Néo-Koreish : Mohammed sera tué au nom de Mohammed
Ciel froid, boursouflé, chargé de pluies à venir. Gris comme une mauvaise humeur. Derrière la vitre, le monde, ses miniatures, ses routes, une voiture qui rampe le long de l’avant-bras de l’horizon. Les arbres sont tenaces et vieillis, leur verdure ressemble à un bagage oublié en cette saison.
Des habits d’autres temps, juchés sur les portemanteaux des branches mortes. Les oiseaux ne sont plus que des points noirs qui errent. Il n’y a presque plus de noms pour beaucoup de choses. Juste des traces, de la nudité gelée. La terre est un trait. Par-dessus le ciel, en trait ferme. Le Yi-king version météo. La création est un hexagramme géant.
La question est suspendue sur ma tête comme un lustre dans une mosquée vide : faut-il encore continuer à écrire ? La technique du petit garçon aux allumettes est peut-être une illusion quand le monde est une coupure d’électricité volontaire. Le monde va mal. Dévissé. Branlant comme une porte rouillée entre un Dieu silencieux et un homme qui prie dans la mauvaise direction. Entre deux époques.
Visions d’anges éparpillées qui ne savent plus quoi faire de leurs ailes et de nos prières solitaires. Pensée pour soi, son corps, ses enfants et pour ce jeune Mauritanien que le Net essaye de garder à la ligne de flottaison de nos attentions : Mohamed Cheikh Ould Mkhaitir, âgé de 28 ans. Condamné à mort pour insultes à un prophète.

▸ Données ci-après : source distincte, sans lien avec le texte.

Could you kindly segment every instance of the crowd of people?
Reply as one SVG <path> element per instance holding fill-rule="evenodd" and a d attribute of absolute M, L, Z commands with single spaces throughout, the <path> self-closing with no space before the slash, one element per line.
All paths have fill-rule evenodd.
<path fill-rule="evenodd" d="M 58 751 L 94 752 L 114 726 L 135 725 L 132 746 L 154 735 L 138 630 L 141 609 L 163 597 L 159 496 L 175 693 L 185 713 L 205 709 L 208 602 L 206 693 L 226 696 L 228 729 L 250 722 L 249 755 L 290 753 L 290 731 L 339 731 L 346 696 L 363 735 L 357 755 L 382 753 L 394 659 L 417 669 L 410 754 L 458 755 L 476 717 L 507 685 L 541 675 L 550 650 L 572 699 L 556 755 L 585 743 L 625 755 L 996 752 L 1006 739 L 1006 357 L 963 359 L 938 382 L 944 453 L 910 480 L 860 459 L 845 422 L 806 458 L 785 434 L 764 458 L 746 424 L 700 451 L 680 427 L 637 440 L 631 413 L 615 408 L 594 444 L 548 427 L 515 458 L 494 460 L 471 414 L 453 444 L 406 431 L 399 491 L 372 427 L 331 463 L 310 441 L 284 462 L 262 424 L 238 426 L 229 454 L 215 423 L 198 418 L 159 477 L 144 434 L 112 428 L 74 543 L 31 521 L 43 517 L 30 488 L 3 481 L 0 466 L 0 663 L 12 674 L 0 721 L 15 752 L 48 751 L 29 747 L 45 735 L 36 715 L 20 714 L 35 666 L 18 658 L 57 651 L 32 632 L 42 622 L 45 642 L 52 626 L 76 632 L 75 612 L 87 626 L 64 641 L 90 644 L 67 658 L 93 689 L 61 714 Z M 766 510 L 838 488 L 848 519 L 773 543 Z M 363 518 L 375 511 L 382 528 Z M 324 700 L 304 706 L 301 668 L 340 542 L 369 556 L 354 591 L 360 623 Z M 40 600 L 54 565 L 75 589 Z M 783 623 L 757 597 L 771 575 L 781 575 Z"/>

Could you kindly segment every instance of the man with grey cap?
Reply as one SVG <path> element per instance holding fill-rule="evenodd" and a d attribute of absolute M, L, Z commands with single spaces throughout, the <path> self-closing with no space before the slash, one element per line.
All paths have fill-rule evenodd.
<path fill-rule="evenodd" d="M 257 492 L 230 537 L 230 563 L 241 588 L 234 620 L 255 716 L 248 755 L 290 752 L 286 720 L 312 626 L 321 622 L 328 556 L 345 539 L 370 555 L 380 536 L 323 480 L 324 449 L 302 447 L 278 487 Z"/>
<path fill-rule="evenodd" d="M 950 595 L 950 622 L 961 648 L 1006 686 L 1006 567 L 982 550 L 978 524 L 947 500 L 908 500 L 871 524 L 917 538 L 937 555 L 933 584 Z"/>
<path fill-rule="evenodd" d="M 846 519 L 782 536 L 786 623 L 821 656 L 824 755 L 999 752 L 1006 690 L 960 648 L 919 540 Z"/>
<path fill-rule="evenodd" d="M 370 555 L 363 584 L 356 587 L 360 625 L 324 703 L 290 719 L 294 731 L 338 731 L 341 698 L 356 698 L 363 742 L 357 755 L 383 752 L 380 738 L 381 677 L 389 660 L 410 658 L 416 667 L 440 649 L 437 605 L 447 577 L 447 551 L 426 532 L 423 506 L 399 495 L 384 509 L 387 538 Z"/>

Au Maroc, un film est interdit. Pour avoir falsifié « le réel », c’est-à-dire un mythe, une fiction, une représentation. Signe d’un empiètement monstrueux de la fiction sur le réel. Ici, un chroniqueur est chargé de tous les maux du pays depuis sa création : juiverie, sionisme, harkisme, apostasie, impiété, trahison, francophilie, complot… etc. Dans quelques jours, quelques ans, la terre ne sera plus ronde, la roue sera dés-inventée, le ciel redeviendra arènes des Dieux, déjà des monstres renaissent et des animaux inconnus sortent des ventres. Au final, la fin du monde n’est pas un décompte, c’est un compte à rebours. Essentiellement.
Mon monde est malade. Il ne veut pas du monde. Il veut la fin du monde. C’est une géographie d’hystérie que n’éclairent plus mes allumettes.
Rideau baissé sur le balcon, puis pensée pour Mohamed Cheikh Ould M’khaitir. Que puis-je pour lui ? A l’annonce du verdict, un détail terrible : des coups de klaxons, des youyous pour fêter le crime commis au nom d’une justice hallucinée. Le pauvre jeune homme est donc seul. Celui qui ne proteste pas, consent. Tout le monde tue Mohammed, d’une façon ou d’une autre.
Le monde musulman est aujourd’hui une version inattendue d’Errissala, le film d’El Akkad : c’est Koreish qui gagne et un Prophète meurt dans une grotte avec un seul verset et un seul ami. Monde dur, pénible à vivre ou à quitter, une arche de Noé folle construite par les fous pour tuer les espèces. Une monstruosité. Obsédante, la photo de ce jeune mauritanien. Il est chacun de nous. Assis dans ma tête. Il est moi. Mieux que moi. Face à pire.
Pourquoi Daech attire plus de volontaires que la lumière, le livre, la raison et l’humanité ? Dieu est-il une propriété ? Un Prophète est-il illumination ou condamnation à la mort ? Une lame triste et monstrueuse traverse le monde de l’Islam, tue, emporte, transforme l’homme en animal, dépèce, lapide, égorge. La vague kidnappe les femmes et les vend et grimpe sur les arbres imaginaires, veut soumettre les fables, les récits, les raisons, les films, les esthétiques, la créativité et la foi et l’interrogation et la dignité. Elle fait peur. Elle est sombre, nocturne, asphyxiante.
Mohamed Cheikh Ould M’khaitir est condamné à mort au nom de Mohammed Ibn Abdellah. De Mohammed, à Mohammed, au nom de Mohammed. On tourne en rond. Le cercle est vicieux. Le piège se referme.